Christopher Jefferies hailed what he described as "public vindication" from Avon and Somerset Police over its handling of his detention, bail and subsequent release without charge after the killing of 25-year-old landscape architect Joanna Yeates in December 2010.
The "letter of exoneration expressing regret" from chief constable Nick Gargan acknowledged the "hurt" caused to the 68-year-old retired teacher when the force failed to clear him publicly of suspicion over Miss Yeates' murder when releasing him from bail in March 2011.
Mr Jefferies said: "It provides an important conclusion to the whole aftermath of what I had to go through following my arrest.
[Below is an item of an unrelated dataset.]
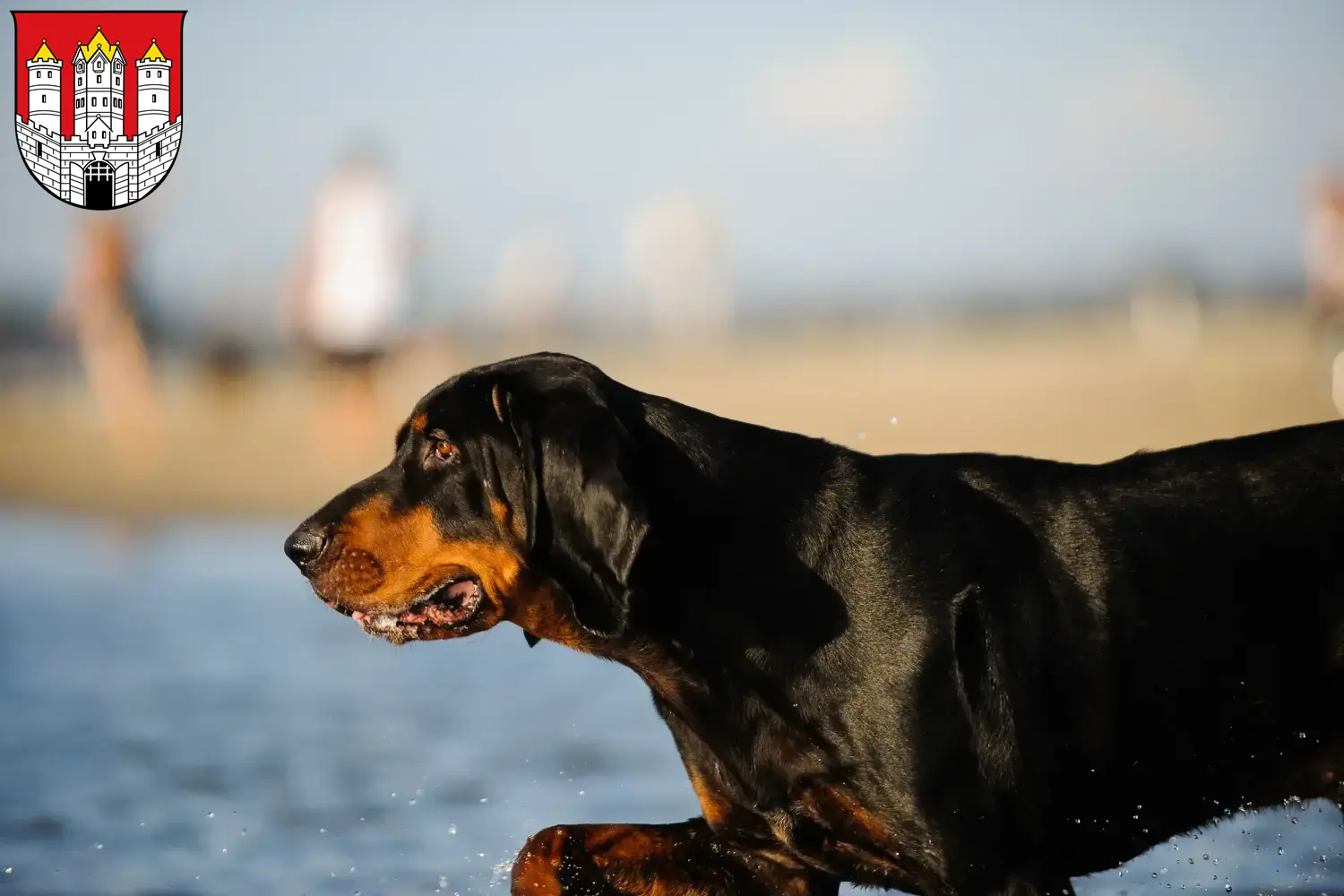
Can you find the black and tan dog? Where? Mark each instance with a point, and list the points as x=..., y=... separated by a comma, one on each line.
x=951, y=675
"As the letter itself explains it provides the public vindication which was not given at the time I was released from police bail.
"Although the letter is addressed to me and is therefore expressing regret at what I had to endure, the letter also implicitly provides the public acceptance that the events didn't just affect me but affected a large circle of my relatives and friends."
Mr Jefferies was arrested on December 30, 2010 and questioned by detectives for two days before being bailed after Miss Yeates was found dead on Christmas Day.
Dutch national Vincent Tabak, who lived next door to her and her boyfriend Greg Reardon, 27, at 44 Canynge Road, Bristol, was jailed for life in October 2011 for her murder.
Mr Jefferies won damages from eight newspapers over stories about him.
As well as paying damages to the former Clifton College teacher, the publishers of the Mirror and the Sun were respectively fined £50,000 and £18,000, plus legal costs after being found guilty of contempt of court.
During Tabak's trial it was revealed the killer had implicated Mr Jefferies.
Mr Gargan joined Avon and Somerset from the National Policing Improvement Agency in March, replacing Colin Port, who was in charge at the time of the murder.